I don’t know how many times I’ve heard Jeff Denham say that we must secure the border first and how he has supported a pathway to citizenship for those who were brought here illegally by their parents.

Denham is only one of 435 people in Congress. Here’s the truth: Denham bucked GOP leadership in April and signaled that he had enough votes needed to force a vote in the House on four immigration bills to protect Dreamers. At the time Denham hoped the announcement would prompt Speaker Paul D. Ryan to voluntarily bring the bills up for a vote, rather than risk the embarrassment of being forced to do so by fellow Republicans. But Ryan said he didn’t support Denham’s idea of a “Queen of the Hill” vote on immigration because Trump would veto it. Additionally, Ryan said the Senate already had rejected versions of the bills Denham wanted to bring to a vote.

The Harder hit piece suggests “Denham approved of a local detention center that is incarcerating children, saying after he visited it that he liked it so much he’d send his own kids there.”

Stop. First. The kids weren’t “incarcerated”; they weren’t in jail. They were being cared for in a home looking after their welfare because they were either detained for illegal U.S. entry of their parents or they were sent across the border – sometimes from South America and all the way through Mexico – alone.

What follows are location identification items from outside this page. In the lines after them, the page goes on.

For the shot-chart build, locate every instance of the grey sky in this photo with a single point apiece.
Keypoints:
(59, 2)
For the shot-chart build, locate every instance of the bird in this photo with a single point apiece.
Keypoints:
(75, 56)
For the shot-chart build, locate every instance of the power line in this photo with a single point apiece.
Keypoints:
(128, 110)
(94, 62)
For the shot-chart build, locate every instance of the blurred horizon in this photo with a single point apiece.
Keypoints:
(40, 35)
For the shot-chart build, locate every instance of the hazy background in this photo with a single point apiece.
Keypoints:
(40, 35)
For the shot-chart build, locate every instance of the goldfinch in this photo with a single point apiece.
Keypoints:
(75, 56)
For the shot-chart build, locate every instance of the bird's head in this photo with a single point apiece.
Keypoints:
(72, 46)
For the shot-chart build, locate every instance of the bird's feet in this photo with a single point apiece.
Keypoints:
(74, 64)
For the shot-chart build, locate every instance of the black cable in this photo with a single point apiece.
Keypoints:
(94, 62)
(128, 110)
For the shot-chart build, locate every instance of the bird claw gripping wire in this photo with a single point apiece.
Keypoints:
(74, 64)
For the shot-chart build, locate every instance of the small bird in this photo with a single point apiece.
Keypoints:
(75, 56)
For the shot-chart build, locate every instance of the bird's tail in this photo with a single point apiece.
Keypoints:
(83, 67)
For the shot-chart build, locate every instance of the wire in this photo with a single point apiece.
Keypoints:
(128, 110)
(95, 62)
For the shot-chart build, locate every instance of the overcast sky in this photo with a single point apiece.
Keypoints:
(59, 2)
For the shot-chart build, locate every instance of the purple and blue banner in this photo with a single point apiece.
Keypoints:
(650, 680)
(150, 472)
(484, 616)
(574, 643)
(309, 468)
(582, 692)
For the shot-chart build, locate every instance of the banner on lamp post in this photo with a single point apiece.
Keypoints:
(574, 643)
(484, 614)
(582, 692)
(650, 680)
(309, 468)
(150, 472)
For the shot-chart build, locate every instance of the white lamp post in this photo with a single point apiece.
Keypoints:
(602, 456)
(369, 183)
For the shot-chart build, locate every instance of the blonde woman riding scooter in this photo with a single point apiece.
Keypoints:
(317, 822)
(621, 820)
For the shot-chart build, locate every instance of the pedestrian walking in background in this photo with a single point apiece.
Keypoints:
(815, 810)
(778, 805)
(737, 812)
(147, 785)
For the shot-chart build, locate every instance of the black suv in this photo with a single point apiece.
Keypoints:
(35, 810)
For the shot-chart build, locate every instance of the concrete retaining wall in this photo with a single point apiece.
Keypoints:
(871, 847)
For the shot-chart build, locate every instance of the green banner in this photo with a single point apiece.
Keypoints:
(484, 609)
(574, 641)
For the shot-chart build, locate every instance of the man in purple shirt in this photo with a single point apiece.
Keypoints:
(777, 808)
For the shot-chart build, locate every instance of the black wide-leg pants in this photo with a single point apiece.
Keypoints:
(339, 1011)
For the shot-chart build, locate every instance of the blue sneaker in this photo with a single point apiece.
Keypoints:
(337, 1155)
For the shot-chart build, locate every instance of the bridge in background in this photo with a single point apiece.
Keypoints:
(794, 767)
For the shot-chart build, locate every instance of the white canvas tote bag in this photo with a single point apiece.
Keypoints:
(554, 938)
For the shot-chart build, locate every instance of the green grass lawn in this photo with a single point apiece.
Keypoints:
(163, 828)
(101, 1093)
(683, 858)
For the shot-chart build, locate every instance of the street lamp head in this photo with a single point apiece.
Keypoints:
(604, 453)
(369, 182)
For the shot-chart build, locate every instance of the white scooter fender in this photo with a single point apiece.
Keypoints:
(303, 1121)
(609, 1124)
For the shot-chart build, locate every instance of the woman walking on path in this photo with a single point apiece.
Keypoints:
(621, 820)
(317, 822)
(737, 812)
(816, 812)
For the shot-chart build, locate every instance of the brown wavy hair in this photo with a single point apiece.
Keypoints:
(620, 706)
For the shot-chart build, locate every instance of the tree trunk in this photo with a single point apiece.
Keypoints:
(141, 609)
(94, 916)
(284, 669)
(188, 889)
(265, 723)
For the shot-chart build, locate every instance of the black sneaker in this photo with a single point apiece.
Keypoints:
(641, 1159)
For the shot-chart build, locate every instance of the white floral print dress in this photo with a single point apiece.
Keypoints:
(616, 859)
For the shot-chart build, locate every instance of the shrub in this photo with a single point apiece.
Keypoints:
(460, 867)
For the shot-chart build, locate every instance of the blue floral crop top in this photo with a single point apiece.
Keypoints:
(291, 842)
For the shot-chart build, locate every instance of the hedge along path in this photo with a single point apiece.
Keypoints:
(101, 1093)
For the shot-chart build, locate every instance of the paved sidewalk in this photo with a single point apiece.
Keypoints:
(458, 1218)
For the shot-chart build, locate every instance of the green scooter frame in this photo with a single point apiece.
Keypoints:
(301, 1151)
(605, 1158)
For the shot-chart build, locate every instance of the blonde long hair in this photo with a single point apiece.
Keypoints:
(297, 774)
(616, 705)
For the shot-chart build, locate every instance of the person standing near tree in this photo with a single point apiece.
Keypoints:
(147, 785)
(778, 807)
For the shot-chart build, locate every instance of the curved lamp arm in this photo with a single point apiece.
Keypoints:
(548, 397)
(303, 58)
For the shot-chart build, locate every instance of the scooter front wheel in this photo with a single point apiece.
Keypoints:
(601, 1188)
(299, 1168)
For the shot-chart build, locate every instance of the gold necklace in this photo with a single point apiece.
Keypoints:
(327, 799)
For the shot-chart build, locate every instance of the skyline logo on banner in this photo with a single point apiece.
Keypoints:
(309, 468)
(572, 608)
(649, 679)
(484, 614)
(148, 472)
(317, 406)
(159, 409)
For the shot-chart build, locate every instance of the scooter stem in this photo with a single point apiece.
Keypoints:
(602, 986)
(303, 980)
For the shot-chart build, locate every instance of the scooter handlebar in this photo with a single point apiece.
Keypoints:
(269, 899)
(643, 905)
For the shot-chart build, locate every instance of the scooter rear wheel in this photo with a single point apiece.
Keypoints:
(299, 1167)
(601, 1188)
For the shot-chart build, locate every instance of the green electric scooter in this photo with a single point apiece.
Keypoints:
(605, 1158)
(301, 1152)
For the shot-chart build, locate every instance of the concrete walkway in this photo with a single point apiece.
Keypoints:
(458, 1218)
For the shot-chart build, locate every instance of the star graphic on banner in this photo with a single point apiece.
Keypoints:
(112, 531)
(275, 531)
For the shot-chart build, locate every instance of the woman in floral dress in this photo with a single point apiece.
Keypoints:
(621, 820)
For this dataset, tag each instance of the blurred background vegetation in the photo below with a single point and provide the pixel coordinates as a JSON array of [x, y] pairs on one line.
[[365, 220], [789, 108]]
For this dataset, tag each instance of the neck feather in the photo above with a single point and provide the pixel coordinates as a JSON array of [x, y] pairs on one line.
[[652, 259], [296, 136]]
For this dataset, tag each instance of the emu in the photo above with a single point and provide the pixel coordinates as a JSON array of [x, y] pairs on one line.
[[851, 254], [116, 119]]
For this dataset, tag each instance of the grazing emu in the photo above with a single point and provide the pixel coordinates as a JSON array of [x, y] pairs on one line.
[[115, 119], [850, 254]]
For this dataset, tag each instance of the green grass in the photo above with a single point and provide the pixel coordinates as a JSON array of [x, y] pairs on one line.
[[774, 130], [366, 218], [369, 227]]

Denham found the facility clean and the two girls there were even treated to field trips. But on Aug. 1 Denham also told Fox News: “We should not need any of these facilities at all. We should be securing our borders, stopping the catch and release program and fixing our overall broken immigration system, including an earned pathway.”

The fact that Democrats make hay over children detained at the border is proof that they really thirst for open borders. Denham has publicly condemned sanctuary cities but Harder seems to advocate for them when during a debate publicly stated: “I think we need an, uh, uh, uh, an immigration policy that allows cities to do what’s best for them.”